Spruce beetle was the most damaging forest insect pest in Colorado for the fifth consecutive year, based on a 2016 forest health aerial survey conducted by the Colorado State Forest Service (CSFS) and U.S. Forest Service (USFS), Rocky Mountain Region. Douglas-fir beetle populations also continued to expand, while mountain pine beetle, western spruce budworm and Douglas-fir tussock moth populations continue to decline. Every year the CSFS and USFS work together to aerially monitor forest health conditions on millions of forested acres across the state.
Spruce beetle populations continued to cause widespread tree mortality, impacting 350,000 acres of higher-elevation stands of Engelmann spruce statewide. The largest infestations were detected primarily in southern and central Colorado, with more than one-third of those acres “new” or not previously impacted. Blowdown events in Engelmann spruce stands, combined with long-term drought stress, warmer temperatures and extensive amounts of older, densely growing trees, have contributed to this ongoing epidemic.
Since 1996, spruce beetle outbreaks have caused tree mortality on more than 1.7 million acres in Colorado.

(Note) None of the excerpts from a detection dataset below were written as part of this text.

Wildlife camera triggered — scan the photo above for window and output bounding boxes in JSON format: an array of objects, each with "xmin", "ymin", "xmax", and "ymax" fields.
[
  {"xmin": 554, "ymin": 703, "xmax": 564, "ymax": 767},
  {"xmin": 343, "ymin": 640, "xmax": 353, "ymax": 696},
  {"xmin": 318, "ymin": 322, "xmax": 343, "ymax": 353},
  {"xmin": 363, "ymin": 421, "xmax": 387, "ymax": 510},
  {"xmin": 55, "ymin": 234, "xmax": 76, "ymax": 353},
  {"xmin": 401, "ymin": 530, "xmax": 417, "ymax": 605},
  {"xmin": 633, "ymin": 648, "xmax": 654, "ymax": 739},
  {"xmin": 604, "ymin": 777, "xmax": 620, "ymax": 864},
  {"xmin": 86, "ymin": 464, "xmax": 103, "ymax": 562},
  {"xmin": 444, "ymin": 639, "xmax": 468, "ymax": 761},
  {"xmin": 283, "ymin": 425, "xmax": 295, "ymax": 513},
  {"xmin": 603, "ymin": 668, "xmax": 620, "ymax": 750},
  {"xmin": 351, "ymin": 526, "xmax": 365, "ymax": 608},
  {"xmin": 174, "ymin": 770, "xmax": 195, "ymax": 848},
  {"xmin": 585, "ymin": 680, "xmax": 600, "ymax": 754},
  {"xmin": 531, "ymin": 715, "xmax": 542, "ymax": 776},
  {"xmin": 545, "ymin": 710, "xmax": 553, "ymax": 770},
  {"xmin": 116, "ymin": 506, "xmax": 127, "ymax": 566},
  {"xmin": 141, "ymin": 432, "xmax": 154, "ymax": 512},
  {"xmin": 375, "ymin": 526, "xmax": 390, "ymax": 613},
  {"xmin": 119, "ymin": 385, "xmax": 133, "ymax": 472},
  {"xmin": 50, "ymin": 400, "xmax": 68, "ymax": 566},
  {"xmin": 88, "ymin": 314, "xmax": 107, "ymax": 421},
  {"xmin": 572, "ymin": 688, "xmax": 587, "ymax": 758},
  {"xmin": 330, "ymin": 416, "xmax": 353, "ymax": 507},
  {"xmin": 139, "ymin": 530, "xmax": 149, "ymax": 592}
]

The aerial survey also indicated that activity of Douglas-fir beetle, a close relative of spruce beetle that attacks and kills mature Douglas-fir trees, significantly increased on the Western Slope, with 19,000 acres impacted in 2016. Unlike spruce beetle, populations of this pest tend to erupt in numerous smaller pockets, rather than spreading outwardly from a few main population centers. Eagle, Garfield and Pitkin counties, along with most of the Gunnison Basin, were all heavily impacted with pocket activity in 2016.
Conversely, declines in impacted acreage were observed for western spruce budworm, Douglas-fir tussock moth and fungal leaf diseases of aspen trees.